My school has the massive version of this book for reading in front of the class, and my students absolutely loved it. The book includes a great deal of student involvement via guesswork, fantastic artwork in the form of colorful paper torn into the shapes of animals—thirty in all—about which the students can learn important bits of information. The back-matter of the book contains further paragraphs filled with interesting facts about each of the thirty animals, as well as four poems.
The book invites children to guess which animal’s ears, tail, eyes, feet, or mouth is represented in close-up on a certain spread of pages before zooming out to show the full animal and to explain how it uses that particular body part. Some of the animals described are far more unique than necessary (the spitting fish, for example), but these few additions can help children expand their animal vocabulary beyond the standard, most recognizable names.

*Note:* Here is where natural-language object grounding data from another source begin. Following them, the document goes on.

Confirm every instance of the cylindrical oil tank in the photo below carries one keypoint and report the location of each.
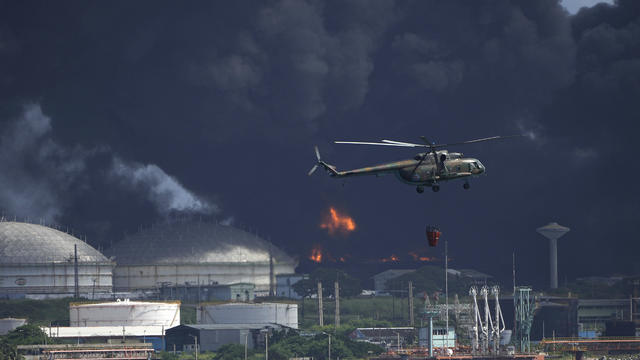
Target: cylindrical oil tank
(241, 313)
(125, 313)
(9, 324)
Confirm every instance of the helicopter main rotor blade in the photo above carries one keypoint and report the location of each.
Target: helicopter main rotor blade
(477, 140)
(380, 143)
(402, 143)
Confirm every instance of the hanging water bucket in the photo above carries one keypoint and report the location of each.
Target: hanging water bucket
(433, 235)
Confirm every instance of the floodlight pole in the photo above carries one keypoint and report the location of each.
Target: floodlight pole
(446, 288)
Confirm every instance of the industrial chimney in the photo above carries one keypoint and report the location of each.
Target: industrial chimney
(553, 232)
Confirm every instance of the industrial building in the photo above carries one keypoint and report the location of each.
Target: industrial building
(184, 253)
(39, 262)
(10, 324)
(125, 313)
(210, 337)
(441, 337)
(284, 285)
(389, 338)
(241, 313)
(593, 314)
(135, 335)
(380, 280)
(203, 293)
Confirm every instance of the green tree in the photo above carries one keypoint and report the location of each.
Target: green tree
(23, 335)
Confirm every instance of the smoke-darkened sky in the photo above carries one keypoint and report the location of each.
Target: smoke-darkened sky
(115, 115)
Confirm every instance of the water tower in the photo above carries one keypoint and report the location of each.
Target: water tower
(553, 232)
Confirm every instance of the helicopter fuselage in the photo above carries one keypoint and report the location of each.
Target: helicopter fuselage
(427, 172)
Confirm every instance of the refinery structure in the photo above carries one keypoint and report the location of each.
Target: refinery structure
(42, 261)
(37, 261)
(136, 293)
(196, 254)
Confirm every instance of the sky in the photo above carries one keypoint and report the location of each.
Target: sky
(117, 115)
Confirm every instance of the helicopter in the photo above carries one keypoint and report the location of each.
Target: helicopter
(427, 169)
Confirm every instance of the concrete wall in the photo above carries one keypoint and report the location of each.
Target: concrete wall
(55, 278)
(125, 313)
(212, 340)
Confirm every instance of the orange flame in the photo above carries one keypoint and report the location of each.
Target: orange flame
(316, 254)
(392, 258)
(336, 222)
(417, 257)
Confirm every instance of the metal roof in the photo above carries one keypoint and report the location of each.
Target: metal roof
(102, 331)
(231, 326)
(194, 243)
(24, 243)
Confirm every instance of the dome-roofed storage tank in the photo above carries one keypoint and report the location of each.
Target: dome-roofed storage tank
(125, 313)
(185, 253)
(39, 261)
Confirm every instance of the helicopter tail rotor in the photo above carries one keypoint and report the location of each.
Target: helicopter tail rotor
(330, 168)
(315, 167)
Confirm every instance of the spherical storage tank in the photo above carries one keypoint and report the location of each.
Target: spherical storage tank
(125, 313)
(237, 313)
(183, 253)
(38, 260)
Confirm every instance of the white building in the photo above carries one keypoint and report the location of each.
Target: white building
(10, 324)
(195, 254)
(125, 313)
(380, 279)
(38, 261)
(242, 313)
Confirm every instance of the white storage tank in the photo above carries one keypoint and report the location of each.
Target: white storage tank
(38, 261)
(185, 253)
(125, 313)
(239, 313)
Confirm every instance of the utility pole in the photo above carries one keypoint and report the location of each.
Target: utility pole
(337, 292)
(246, 343)
(271, 273)
(446, 287)
(320, 310)
(411, 321)
(76, 283)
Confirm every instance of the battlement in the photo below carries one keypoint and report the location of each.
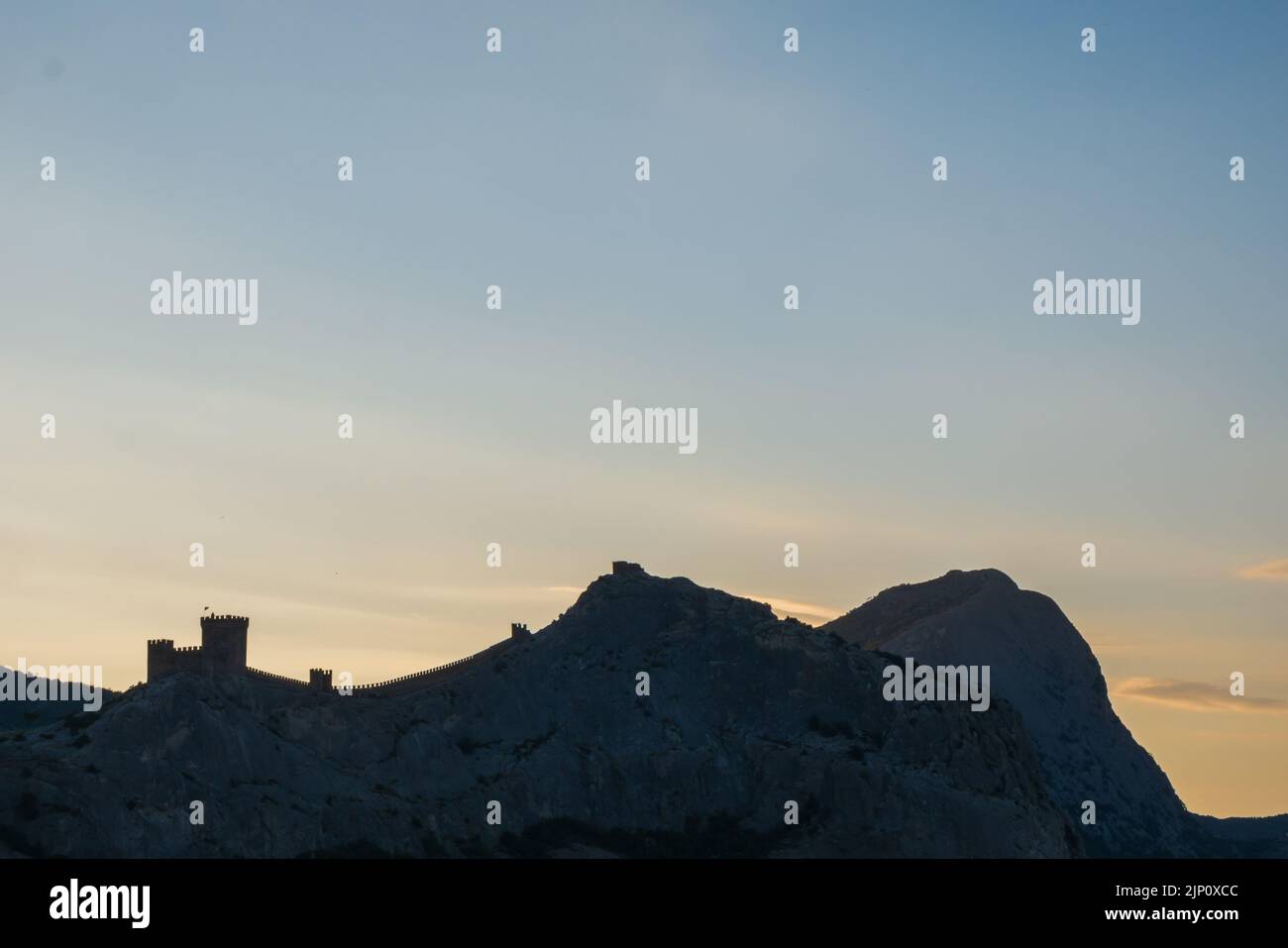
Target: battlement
(223, 651)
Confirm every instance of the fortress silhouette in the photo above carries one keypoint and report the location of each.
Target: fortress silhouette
(223, 652)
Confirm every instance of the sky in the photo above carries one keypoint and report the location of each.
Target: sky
(768, 168)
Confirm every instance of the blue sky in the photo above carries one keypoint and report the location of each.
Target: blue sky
(767, 168)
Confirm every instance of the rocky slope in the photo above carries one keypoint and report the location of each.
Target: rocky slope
(745, 712)
(1043, 668)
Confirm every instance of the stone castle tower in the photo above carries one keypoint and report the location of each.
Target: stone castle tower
(222, 649)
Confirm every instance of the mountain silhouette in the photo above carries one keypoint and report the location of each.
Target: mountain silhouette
(655, 717)
(1043, 668)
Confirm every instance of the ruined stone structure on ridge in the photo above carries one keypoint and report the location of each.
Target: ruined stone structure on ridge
(222, 649)
(223, 652)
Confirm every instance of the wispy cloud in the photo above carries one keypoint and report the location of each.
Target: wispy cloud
(1273, 570)
(790, 607)
(1194, 695)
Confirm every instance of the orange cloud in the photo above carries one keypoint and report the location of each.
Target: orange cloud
(1273, 570)
(1194, 695)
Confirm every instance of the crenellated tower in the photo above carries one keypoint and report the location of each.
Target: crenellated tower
(223, 644)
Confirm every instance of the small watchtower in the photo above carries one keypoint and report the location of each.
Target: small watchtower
(161, 660)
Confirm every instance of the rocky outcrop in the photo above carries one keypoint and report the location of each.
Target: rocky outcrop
(1043, 668)
(743, 716)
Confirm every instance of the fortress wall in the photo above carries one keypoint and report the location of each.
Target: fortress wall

As a teacher, I can imagine a great number of projects for which this book could be a set-up, from crafting animals out of paper to leaning about specific animals, specific body parts, categorization, comparisons and contrasts, role-play, etc. This single book could be the basis for an entire month’s worth of kindergarten activities, if used properly, which is one way of saying “major props to Jenkins and Page!”
One thing the authors ought to change during their next publication is to remove the dragonfly poem in favor of another that has more to do with animal mouths, eyes, ears, or tails. This would help them maintain the theme of the book, which is otherwise impeccable.